Texte intégral
COUR D'APPEL D'AIX-EN-PROVENCE
Chambre 1-5
ARRÊT AU FOND
DU 26 SEPTEMBRE 2024
AC
N° 2024/ 287
N° RG 21/06633 - N° Portalis DBVB-V-B7F-BHMMW
[Z] [N] épouse [W]
C/
[O] [G]
Copie exécutoire délivrée le :
à :
SELARL CONVERGENCES AVOCATS
SCP DRUJON D'ASTROS & ASSOCIES
Décision déférée à la Cour :
Jugement du tribunal judiciaire de MARSEILLE en date du 06 Avril 2021 enregistré au répertoire général sous le n° 17/13099.
APPELANTE
Madame [Z] [N] épouse [W]
demeurant [Adresse 10] - [Localité 2]
représentée par Me Laurent LAZZARINI de la SELARL CONVERGENCES AVOCATS, avocat au barreau de MARSEILLE
INTIMÉ
Monsieur [O] [G]
demeurant [Adresse 1] - [Localité 3]
représenté par Me Constance DRUJON D'ASTROS de la SCP DRUJON D'ASTROS & ASSOCIES, avocat au barreau d'AIX-EN-PROVENCE substituée par Me Léa SIBONI, avocat au barreau d'AIX-EN-PROVENCE
*-*-*-*-*
COMPOSITION DE LA COUR
En application des dispositions des articles 804, 805 et 907 du code de procédure civile, l'affaire a été débattue le 27 Mai 2024, en audience publique, les avocats ne s'y étant pas opposés, devant Madame Audrey CARPENTIER, Conseiller, chargé du rapport, qui a fait un rapport oral à l'audience, avant les plaidoiries.
Ce magistrat a rendu compte des plaidoiries dans le délibéré de la Cour, composée de :
Monsieur Marc MAGNON, Président
Madame Patricia HOARAU, Conseiller
Madame Audrey CARPENTIER, Conseiller
Greffier lors des débats : Madame Danielle PANDOLFI.
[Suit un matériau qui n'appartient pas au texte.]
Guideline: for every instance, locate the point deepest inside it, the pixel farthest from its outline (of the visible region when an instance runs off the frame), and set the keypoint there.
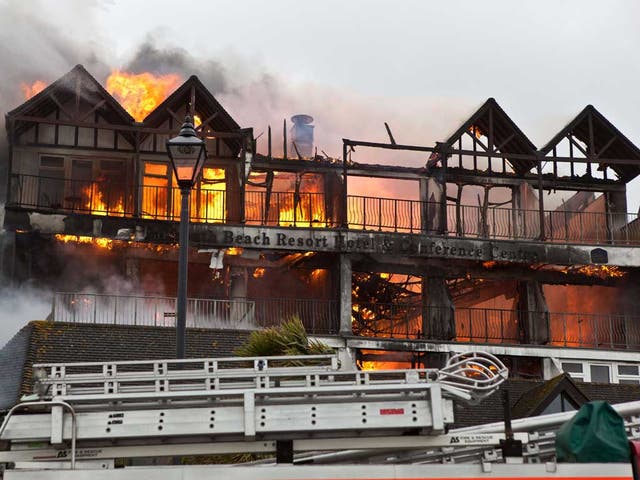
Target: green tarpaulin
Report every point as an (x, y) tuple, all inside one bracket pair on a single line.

Les parties ont été avisées que le prononcé de la décision aurait lieu par mise à disposition au greffe le 26 Septembre 2024.
ARRÊT
Contradictoire,
Prononcé par mise à disposition au greffe le 26 Septembre 2024
Signé par Monsieur Marc MAGNON, Président et Madame Danielle PANDOLFI, Greffier, auquel la minute de la décision a été remise par le magistrat signataire.
***
EXPOSE DU LITIGE
[Z] [N] épouse [W] est propriétaire d'une maison située [Adresse 8] à [Localité 9] cadastrée [Cadastre 7]. [O] [G] est quant à lui propriétaire d'un bien édifié sur la parcelle voisine cadastrée [Cadastre 6].
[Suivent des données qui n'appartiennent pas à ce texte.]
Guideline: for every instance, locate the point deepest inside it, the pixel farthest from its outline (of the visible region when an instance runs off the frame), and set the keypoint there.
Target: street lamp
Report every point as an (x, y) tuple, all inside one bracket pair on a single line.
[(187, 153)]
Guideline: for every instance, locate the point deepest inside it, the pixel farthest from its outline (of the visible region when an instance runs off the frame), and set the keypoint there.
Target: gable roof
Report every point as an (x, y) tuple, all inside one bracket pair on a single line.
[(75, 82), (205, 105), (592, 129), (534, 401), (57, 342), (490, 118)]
L'objet du litige concerne l'existence de vues irrégulières.
Par décision du 6 avril 2021 le tribunal judiciaire de Marseille a déclaré irrecevable l'action de [Y] [W], débouté [Z] [N] épouse [W] de ses demandes, a rejeté les demandes reconventionnelles de [O] [G], a rejeté les demandes au titre de l'article 700 du code de procédure civile et mis à la charge de chaque partie les dépens.
Pour statuer en ce sens le tribunal a considéré que [Y] [W] ne dispose pas de la qualité de propriétaire, que Mme [W] ne justifie pas de l'irrégularité de la vue donnant sur son fonds, que la vue donnant sur le fonds [G] a été obstruée.
Par acte du 3 mai 2021 [Z] [N] épouse [W] a interjeté appel de la décision.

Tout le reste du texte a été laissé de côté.